By Wojciech Gryc on January 6, 2021
TLDR: This book is a fantastic introduction to the terminology and architecture options for building ML-driven products and services. If you are new to the field or are a technology leader who needs to brush up on their ML terminology and options, then this book is for you. Experts in the field looking to innovate on model performance might want to look elsewhere.
An oft-overlooked area of data science is the actual architecture of machine learning systems. It’s easy to get excited about the latest algorithms and ML packages, but broader operationalization of the system is taken for granted. If you are a data scientist aspiring to work in product with companies shipping productized ML models, then Machine Learning Design Patterns is worth a perusal.
The book addresses an issue that we at Phase AI see constantly: terminology in this space is still new, and the way we describe design patterns – let alone use them – is inconsistent. Worse still, a poorly architected ML product could introduce so many problems down that line that it all but guarantees failure for a startup or product launch. It’s wonderful to see the authors try and address this.
The majority of the book (chapters 2 through 7) provides an overview of common approaches to discussing and addressing machine learning problems. This includes data ingestion, cleaning, modeling, and even the ethics of AI. Each chapter has a set important terms and approaches (i.e., the design patterns); it provides definitions for the design pattern, and examples of how one can implement the design pattern and address common issues with it.
Let’s look at data preparation (Chapter 2, Data Representation Design Patterns) as an example. The authors provide an overview of how different types of variables can be represented for machine learning problems. This includes concepts like one-hot encoding, feature embedding, multimodal inputs, and more. One can write 1000s of pages on the topics in each chapter, so this is really more about terminology and a general introduction.
In addition to standardization of terminology, the book presents helpful diagrams on how to structure ML-driven products and pipelines. Figure 8-5, shown below, is a good example of this. These diagrams are critical to understanding the architecture and design patterns powering ML projects, and I hope more VPs of Engineering and Architecture document, review, and promote such diagrams within their ML-driven product and service organizations… Such documentation is the only way architecture principles will maintain their integrity as teams scale and team members come and go.
My biggest qualm with the book is that much of it is spent laying the groundwork for the field, and as such, only one chapter focuses on how the design patterns in this book could be used for building solutions to common problems. I would love to see a few chapters dedicated to in-depth analysis of architectures (or options) for performant product recommendation systems, or a fraud model at a bank, or something else. This could be a good opportunity for a sequel.

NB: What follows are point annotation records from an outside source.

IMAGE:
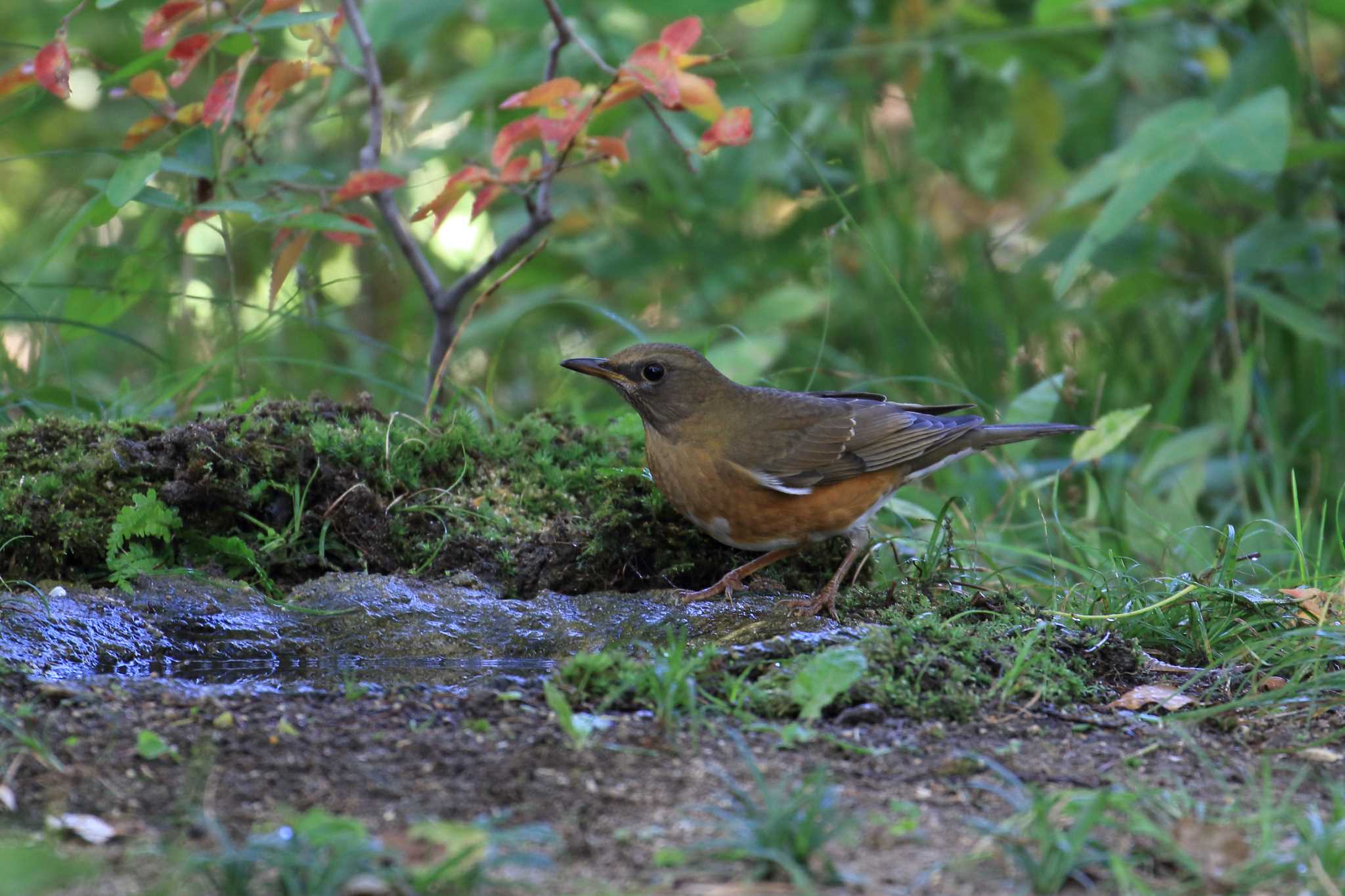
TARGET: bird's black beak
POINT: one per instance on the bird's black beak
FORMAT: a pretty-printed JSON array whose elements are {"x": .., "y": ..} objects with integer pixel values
[{"x": 595, "y": 367}]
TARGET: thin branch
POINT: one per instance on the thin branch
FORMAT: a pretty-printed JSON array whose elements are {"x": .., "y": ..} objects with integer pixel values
[{"x": 467, "y": 319}]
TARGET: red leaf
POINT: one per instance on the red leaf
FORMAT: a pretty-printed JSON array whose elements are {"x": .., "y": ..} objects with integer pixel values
[
  {"x": 485, "y": 196},
  {"x": 51, "y": 69},
  {"x": 681, "y": 35},
  {"x": 187, "y": 53},
  {"x": 223, "y": 95},
  {"x": 516, "y": 171},
  {"x": 544, "y": 95},
  {"x": 654, "y": 69},
  {"x": 609, "y": 147},
  {"x": 137, "y": 132},
  {"x": 698, "y": 96},
  {"x": 194, "y": 218},
  {"x": 732, "y": 129},
  {"x": 362, "y": 183},
  {"x": 451, "y": 194},
  {"x": 273, "y": 83},
  {"x": 513, "y": 135},
  {"x": 150, "y": 85},
  {"x": 169, "y": 20},
  {"x": 286, "y": 261},
  {"x": 350, "y": 240},
  {"x": 16, "y": 79}
]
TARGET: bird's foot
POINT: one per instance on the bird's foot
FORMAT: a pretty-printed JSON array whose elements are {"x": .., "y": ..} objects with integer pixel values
[
  {"x": 825, "y": 599},
  {"x": 724, "y": 586}
]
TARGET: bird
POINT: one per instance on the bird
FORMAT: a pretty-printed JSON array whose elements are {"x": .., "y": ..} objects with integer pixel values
[{"x": 774, "y": 471}]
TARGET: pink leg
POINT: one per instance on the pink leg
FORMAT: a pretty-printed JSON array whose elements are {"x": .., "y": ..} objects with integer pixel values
[
  {"x": 826, "y": 598},
  {"x": 734, "y": 578}
]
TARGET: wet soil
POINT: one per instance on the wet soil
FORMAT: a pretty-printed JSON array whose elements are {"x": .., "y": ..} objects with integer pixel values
[{"x": 393, "y": 757}]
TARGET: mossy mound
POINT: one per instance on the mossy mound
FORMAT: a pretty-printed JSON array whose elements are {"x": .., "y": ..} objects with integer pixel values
[{"x": 314, "y": 486}]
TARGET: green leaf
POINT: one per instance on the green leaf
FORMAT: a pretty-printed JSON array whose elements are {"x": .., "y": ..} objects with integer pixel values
[
  {"x": 1254, "y": 136},
  {"x": 1107, "y": 433},
  {"x": 131, "y": 178},
  {"x": 323, "y": 221},
  {"x": 824, "y": 677},
  {"x": 151, "y": 746}
]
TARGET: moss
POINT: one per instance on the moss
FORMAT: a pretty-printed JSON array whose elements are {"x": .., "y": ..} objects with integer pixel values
[{"x": 313, "y": 485}]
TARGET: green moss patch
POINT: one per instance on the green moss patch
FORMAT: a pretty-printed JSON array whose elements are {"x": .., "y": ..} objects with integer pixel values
[{"x": 288, "y": 490}]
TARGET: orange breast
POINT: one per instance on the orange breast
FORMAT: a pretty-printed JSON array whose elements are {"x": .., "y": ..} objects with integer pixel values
[{"x": 738, "y": 511}]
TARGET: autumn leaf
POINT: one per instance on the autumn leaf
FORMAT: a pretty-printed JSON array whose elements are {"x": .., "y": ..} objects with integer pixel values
[
  {"x": 544, "y": 95},
  {"x": 350, "y": 240},
  {"x": 732, "y": 129},
  {"x": 485, "y": 196},
  {"x": 681, "y": 35},
  {"x": 16, "y": 79},
  {"x": 1165, "y": 696},
  {"x": 223, "y": 95},
  {"x": 150, "y": 85},
  {"x": 454, "y": 190},
  {"x": 187, "y": 53},
  {"x": 273, "y": 83},
  {"x": 51, "y": 69},
  {"x": 137, "y": 132},
  {"x": 286, "y": 259},
  {"x": 362, "y": 183},
  {"x": 167, "y": 20},
  {"x": 1314, "y": 605}
]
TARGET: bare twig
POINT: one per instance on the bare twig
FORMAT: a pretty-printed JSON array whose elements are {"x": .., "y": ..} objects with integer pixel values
[{"x": 467, "y": 319}]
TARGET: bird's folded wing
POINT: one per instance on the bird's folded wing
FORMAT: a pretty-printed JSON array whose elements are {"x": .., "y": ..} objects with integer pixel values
[{"x": 845, "y": 440}]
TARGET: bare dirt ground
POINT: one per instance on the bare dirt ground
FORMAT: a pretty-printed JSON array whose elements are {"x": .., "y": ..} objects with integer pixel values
[{"x": 618, "y": 807}]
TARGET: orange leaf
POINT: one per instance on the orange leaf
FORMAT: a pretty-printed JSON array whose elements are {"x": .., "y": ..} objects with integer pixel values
[
  {"x": 194, "y": 218},
  {"x": 273, "y": 83},
  {"x": 516, "y": 171},
  {"x": 485, "y": 196},
  {"x": 609, "y": 147},
  {"x": 16, "y": 79},
  {"x": 653, "y": 68},
  {"x": 1165, "y": 696},
  {"x": 350, "y": 240},
  {"x": 544, "y": 95},
  {"x": 452, "y": 192},
  {"x": 169, "y": 20},
  {"x": 223, "y": 95},
  {"x": 681, "y": 35},
  {"x": 150, "y": 85},
  {"x": 286, "y": 261},
  {"x": 137, "y": 132},
  {"x": 51, "y": 69},
  {"x": 187, "y": 53},
  {"x": 190, "y": 114},
  {"x": 361, "y": 183},
  {"x": 513, "y": 135},
  {"x": 698, "y": 96},
  {"x": 732, "y": 129}
]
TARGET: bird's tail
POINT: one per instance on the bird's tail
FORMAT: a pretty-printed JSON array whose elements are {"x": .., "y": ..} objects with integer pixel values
[{"x": 1006, "y": 433}]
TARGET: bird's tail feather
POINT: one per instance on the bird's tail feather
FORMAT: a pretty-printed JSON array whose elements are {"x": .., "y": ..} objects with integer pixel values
[{"x": 1006, "y": 433}]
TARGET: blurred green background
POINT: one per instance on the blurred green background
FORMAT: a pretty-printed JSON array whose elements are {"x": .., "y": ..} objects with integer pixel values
[{"x": 1055, "y": 209}]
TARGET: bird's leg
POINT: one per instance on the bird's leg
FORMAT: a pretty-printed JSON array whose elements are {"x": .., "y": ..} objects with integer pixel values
[
  {"x": 826, "y": 598},
  {"x": 734, "y": 578}
]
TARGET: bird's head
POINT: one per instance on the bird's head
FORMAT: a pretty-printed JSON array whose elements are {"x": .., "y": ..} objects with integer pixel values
[{"x": 665, "y": 383}]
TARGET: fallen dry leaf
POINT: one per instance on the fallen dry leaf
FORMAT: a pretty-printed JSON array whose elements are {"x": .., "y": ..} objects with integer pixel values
[
  {"x": 88, "y": 828},
  {"x": 1143, "y": 696}
]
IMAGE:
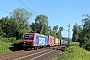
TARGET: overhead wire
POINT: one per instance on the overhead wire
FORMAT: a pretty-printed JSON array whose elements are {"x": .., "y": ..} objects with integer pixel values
[
  {"x": 27, "y": 7},
  {"x": 33, "y": 5},
  {"x": 4, "y": 10}
]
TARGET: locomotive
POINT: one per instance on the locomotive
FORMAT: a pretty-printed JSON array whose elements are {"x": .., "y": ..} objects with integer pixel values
[{"x": 36, "y": 40}]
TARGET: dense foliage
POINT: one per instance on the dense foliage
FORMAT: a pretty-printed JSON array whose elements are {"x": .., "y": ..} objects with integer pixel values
[
  {"x": 74, "y": 53},
  {"x": 82, "y": 34},
  {"x": 13, "y": 28}
]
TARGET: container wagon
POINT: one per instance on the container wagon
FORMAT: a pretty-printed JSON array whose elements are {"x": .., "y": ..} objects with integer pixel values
[
  {"x": 35, "y": 40},
  {"x": 56, "y": 41},
  {"x": 51, "y": 40}
]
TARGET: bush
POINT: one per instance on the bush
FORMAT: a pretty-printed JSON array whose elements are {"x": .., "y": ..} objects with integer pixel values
[
  {"x": 74, "y": 53},
  {"x": 4, "y": 47}
]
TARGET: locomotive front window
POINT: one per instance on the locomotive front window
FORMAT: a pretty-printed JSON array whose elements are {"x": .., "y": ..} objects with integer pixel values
[{"x": 29, "y": 36}]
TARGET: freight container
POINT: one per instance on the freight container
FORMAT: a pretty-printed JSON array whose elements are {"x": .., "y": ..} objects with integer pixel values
[
  {"x": 41, "y": 40},
  {"x": 35, "y": 40},
  {"x": 56, "y": 41},
  {"x": 51, "y": 40}
]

The question remains, however: who is this book for? If you are just learning ML or data science, you might benefit from a skim, but I would suggest you focus on learning the core skills of data science. If you are now entering the world of product management, architecting solutions, or leading an ML team, then these concepts are vital; if you are not familiar with them, then this is a good place to start. Similarly, if you are a technology manager or leader who doesn’t have much experience with ML, then this book will provide a nice foundation for your work.